Zozie enarcó las cejas.

– ¿En serio? -Volví a encogerme de hombros-. Está bien, cada uno a lo suyo. Escucha, calle abajo hay un local pequeño pero espectacular en el que preparan el pastel con nata más delicioso que existe a este lado del paraíso. ¿Por qué no vamos a celebrarlo?

– A celebrar, ¿qué?

– ¡Que seremos vecinas!

Por supuesto que sé que no debo ir con desconocidos. Mamá lo repite sin cesar y es imposible vivir en París si no tomas algunas precauciones. Pero esa situación era distinta, se trataba de Zozie y, además, estaría con ella en un local público, en un salón de té inglés que yo nunca había visitado y que, según había anunciado a bombo y platillo, ofrecía los pasteles más ricos que quepa imaginar.

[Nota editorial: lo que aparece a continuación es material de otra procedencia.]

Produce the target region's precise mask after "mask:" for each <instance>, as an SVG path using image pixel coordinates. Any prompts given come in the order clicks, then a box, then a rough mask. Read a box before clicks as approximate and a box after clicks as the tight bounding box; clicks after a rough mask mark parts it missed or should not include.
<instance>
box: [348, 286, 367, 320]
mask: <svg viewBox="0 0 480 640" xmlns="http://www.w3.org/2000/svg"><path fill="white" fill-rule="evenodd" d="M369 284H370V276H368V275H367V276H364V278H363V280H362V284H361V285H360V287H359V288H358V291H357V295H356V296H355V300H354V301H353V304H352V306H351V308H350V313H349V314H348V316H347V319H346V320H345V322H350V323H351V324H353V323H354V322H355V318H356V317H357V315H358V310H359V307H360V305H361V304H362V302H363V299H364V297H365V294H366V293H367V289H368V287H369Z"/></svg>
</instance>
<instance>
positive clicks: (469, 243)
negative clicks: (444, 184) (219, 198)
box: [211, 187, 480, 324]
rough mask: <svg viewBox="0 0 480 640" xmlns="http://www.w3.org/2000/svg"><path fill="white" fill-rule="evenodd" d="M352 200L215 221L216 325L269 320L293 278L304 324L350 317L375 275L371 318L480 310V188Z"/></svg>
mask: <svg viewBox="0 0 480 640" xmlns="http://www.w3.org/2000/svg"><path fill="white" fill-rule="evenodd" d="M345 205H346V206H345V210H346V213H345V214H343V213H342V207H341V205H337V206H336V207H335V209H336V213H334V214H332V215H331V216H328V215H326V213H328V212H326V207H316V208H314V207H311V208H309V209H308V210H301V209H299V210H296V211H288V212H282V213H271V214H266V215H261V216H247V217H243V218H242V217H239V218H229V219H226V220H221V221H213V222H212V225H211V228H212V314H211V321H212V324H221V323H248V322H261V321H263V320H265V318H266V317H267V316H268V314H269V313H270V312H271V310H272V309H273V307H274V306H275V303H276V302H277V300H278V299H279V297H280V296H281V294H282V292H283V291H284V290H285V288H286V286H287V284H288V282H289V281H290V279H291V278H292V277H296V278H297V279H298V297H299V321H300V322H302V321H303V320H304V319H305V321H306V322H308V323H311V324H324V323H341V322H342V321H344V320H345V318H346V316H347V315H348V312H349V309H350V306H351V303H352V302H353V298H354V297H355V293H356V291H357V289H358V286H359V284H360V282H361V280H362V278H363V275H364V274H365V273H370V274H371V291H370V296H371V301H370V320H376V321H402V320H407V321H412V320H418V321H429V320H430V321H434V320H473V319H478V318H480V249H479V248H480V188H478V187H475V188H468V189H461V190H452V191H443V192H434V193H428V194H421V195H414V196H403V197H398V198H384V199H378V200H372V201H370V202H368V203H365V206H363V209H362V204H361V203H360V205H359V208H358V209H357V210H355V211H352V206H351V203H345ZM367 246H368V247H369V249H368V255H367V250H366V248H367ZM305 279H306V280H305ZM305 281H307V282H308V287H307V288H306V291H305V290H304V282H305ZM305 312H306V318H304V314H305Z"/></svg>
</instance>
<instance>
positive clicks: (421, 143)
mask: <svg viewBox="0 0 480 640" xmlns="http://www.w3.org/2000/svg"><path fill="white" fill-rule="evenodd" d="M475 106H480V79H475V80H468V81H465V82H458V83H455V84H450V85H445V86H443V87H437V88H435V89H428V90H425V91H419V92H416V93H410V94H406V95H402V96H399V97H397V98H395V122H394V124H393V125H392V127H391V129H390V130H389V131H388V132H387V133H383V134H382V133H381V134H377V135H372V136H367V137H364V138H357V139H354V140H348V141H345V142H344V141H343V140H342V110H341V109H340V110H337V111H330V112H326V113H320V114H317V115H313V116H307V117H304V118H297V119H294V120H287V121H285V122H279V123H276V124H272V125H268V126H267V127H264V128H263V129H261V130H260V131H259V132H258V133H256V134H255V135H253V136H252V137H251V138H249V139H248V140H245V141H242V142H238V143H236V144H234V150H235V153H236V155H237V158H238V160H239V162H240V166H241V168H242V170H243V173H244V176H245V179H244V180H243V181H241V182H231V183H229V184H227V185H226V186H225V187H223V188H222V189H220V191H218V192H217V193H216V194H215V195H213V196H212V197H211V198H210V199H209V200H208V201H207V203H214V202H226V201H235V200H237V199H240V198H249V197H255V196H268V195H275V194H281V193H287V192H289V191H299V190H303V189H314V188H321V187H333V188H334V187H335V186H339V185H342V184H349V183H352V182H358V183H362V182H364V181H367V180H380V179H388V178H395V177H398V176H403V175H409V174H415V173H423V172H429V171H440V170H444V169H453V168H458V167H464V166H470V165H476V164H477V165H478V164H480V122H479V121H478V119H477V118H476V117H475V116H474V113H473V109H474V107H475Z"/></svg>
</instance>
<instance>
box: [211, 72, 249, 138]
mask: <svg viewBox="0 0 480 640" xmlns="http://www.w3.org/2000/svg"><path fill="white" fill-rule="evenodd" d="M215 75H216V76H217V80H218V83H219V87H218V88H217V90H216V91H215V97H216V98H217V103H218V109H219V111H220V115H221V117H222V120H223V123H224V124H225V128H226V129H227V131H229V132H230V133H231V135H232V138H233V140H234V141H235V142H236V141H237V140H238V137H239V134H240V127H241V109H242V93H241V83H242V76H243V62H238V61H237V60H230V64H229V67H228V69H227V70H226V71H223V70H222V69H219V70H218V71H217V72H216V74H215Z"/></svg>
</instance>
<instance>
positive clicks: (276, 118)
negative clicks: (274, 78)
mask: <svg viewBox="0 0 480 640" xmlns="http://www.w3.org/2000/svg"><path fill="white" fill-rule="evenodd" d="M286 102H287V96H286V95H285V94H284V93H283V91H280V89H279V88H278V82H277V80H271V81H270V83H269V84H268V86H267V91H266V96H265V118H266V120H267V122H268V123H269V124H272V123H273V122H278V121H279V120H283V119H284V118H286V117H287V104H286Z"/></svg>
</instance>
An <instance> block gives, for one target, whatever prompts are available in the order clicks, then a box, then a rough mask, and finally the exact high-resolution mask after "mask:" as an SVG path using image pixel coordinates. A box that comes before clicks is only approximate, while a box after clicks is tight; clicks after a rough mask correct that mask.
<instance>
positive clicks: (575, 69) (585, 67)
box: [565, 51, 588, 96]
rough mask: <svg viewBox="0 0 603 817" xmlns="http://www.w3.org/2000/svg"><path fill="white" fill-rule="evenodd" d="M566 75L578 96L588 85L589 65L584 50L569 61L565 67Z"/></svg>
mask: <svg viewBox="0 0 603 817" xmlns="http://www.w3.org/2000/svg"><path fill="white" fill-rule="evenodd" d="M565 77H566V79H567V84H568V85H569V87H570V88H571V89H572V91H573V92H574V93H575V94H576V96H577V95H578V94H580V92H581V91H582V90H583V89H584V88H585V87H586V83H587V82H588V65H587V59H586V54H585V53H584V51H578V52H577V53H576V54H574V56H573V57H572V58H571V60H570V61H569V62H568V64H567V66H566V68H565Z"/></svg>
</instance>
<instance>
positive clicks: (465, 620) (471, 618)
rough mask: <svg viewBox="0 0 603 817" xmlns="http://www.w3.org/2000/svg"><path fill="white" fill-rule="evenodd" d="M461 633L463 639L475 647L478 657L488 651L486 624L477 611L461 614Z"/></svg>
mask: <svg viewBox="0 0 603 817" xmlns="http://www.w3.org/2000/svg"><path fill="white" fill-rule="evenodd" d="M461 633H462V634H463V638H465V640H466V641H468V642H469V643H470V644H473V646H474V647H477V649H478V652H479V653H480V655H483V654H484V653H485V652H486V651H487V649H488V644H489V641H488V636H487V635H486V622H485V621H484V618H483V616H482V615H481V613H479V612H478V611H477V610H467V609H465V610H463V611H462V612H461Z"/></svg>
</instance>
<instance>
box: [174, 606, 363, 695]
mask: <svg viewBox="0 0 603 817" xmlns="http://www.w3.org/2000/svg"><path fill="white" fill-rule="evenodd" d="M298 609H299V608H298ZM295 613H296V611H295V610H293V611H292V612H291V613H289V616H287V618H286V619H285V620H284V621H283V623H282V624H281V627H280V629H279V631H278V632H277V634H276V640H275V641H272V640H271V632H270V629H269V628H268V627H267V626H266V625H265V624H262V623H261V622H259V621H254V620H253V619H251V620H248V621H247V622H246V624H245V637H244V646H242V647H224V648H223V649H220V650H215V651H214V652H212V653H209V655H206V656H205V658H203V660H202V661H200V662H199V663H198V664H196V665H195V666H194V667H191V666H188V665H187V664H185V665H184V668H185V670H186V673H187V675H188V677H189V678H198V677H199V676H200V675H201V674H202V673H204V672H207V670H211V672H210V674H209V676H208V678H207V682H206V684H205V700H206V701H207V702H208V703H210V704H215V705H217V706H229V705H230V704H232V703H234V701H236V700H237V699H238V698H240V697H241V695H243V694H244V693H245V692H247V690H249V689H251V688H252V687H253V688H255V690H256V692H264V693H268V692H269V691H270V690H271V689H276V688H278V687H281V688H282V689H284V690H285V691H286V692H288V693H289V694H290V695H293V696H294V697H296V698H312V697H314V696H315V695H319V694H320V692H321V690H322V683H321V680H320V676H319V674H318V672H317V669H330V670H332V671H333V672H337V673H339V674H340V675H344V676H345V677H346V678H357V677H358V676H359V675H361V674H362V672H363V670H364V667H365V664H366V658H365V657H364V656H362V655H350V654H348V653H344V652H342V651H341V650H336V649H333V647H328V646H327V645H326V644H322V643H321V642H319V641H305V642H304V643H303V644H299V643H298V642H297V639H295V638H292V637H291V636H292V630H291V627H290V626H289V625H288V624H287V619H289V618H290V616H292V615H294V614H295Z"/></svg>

Yo sola no habría ido. Esa clase de locales me ponen nerviosa: mesas de cristal, señoras con abrigo de piel que beben tés raros en tazas de porcelana translúcida y camareras con vestiditos negros que me miraron por el uniforme escolar y el pelo desgreñado y observaron a Zozie, con las botas granate con plataforma, como si les costase creer que estuviésemos allí.

– Adoro este sitio -comentó Zozie con tono bajo-. A pesar de que se toma muy en serio a sí mismo, es tan ridículo que…

También se tomaba en serio los precios. Estaban totalmente fuera de mi alcance: diez euros por un té y doce por una taza de chocolate caliente.

– No te preocupes, invita la casa -dijo Zozie, y ocupamos una mesa del rincón, mientras una camarera antipática y parecida a Jeanne Moreau nos entregaba la carta como si le resultase doloroso-. ¿Conoces a Jeanne Moreau?

Me limité a asentir porque todavía estaba nerviosa.

– El papel que interpretó en Jules et Jim es maravilloso.